Jennifer: The book, which is loosely named after Lyn Heijinian’s book My Life, begins with one person’s specific experience, mine. This is an experience of someone with cerebral palsy who is a mother, wife, New Yorker and poet. The first part of the book also speaks about reaction to disability in general — experiences that I have read about or heard other people with disabilities speak about.
The second part of the book means to move away from my own experience into the realm of how each person’s experience relates (or doesn’t relate) to everyone else’s. We all have our individual experience and our common experience. The second half of the book tells the story of the latter.
Ellen: You teach workshops in New York and elsewhere, including a workshop at The Poetry Project last fall called “Movement as Poetry: A Workshop on the Somatic and Dis/Ability.” Can you explain how these workshops are formatted and what your experience has been leading others to explore a more embodied poetics?
Jennifer: The workshop was partially inspired by CA Conrad’s work with somatic poetry exercises. Conrad has a book of complex physical activities to lead the poet into writing. I don’t want to speak for Conrad (at all), but what I take from the book is connecting the body and movement directly to one’s poetry — so that the poetry moves through the body onto the page. Anne Waldman had us do similar exercises at Naropa, doing walking meditations and so on. This was my idea (largely) behind the workshop. I guess I want to consider how poems might derive from different bodies — including bodies with “disabilities.”
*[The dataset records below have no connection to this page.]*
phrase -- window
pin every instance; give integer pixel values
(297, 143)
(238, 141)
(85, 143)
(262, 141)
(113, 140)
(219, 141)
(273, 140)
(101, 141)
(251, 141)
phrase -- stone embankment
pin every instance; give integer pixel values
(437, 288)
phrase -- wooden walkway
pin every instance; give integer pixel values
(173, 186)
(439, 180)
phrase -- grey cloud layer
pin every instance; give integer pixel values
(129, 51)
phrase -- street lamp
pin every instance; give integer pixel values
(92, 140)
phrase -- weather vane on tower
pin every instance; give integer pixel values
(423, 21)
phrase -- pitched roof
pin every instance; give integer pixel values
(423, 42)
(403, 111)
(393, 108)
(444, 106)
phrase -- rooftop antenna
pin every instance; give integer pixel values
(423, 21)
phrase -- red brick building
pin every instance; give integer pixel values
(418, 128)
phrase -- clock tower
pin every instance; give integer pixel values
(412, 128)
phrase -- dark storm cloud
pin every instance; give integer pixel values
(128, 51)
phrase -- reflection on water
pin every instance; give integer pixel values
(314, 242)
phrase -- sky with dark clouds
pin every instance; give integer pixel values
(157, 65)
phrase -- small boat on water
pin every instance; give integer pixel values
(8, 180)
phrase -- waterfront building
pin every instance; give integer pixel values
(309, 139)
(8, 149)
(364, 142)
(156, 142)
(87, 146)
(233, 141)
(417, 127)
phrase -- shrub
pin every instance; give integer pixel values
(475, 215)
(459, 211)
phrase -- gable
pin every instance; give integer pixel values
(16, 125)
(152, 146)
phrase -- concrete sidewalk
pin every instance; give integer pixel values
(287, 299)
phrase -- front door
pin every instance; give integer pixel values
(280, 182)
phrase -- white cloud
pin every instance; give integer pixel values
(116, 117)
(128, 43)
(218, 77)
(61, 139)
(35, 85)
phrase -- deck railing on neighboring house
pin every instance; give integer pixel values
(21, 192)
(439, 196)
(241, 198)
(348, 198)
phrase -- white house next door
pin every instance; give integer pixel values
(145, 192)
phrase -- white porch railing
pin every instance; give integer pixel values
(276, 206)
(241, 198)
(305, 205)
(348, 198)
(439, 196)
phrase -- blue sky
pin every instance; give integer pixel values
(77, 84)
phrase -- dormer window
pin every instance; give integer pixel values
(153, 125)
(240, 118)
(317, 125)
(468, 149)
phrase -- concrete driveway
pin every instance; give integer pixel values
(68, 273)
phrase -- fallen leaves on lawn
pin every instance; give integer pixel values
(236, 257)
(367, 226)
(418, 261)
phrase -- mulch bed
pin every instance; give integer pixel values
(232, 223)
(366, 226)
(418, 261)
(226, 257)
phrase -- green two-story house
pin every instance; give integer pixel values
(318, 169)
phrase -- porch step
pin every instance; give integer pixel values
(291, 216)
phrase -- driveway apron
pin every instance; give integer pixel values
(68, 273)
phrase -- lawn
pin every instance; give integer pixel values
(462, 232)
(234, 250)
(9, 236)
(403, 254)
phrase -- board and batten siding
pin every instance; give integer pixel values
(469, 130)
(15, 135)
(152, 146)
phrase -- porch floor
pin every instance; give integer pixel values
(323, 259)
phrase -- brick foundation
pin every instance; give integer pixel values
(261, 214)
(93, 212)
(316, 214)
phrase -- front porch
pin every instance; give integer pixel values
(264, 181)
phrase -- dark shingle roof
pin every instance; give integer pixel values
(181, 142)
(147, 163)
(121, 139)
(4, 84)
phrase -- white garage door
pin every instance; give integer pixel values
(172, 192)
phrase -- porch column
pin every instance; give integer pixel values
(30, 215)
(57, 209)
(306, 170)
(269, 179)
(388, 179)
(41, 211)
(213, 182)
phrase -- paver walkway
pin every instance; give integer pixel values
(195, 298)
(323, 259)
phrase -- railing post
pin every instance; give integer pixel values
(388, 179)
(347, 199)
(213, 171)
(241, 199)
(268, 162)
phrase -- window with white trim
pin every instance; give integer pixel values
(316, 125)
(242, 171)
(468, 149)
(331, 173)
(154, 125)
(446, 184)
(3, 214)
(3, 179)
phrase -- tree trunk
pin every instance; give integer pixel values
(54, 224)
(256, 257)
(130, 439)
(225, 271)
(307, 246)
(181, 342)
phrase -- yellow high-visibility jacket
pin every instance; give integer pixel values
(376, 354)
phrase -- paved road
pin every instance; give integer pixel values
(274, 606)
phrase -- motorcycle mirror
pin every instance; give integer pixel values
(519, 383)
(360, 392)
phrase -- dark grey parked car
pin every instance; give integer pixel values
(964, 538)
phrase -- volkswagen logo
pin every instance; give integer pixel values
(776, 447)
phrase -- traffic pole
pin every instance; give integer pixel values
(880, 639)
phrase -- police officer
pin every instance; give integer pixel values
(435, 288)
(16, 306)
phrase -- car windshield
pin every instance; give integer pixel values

But the workshop took another turn. What we ended up focusing on was making a “safe” psychological space so that people could feel comfortable sharing their exact experience — whether that experience be queerness, illness, disability, or something entirely different. I think even in poetry it’s hard for people to truly explore who they are. And, as you hinted at before, the “branding” in poetry is so present. How does poetry/a poet exist outside these norms? Well, the answer is you struggle and struggle and find your own way because none of the traditional ways are available to you.
That’s what I want my workshops and work to be about: finding another way.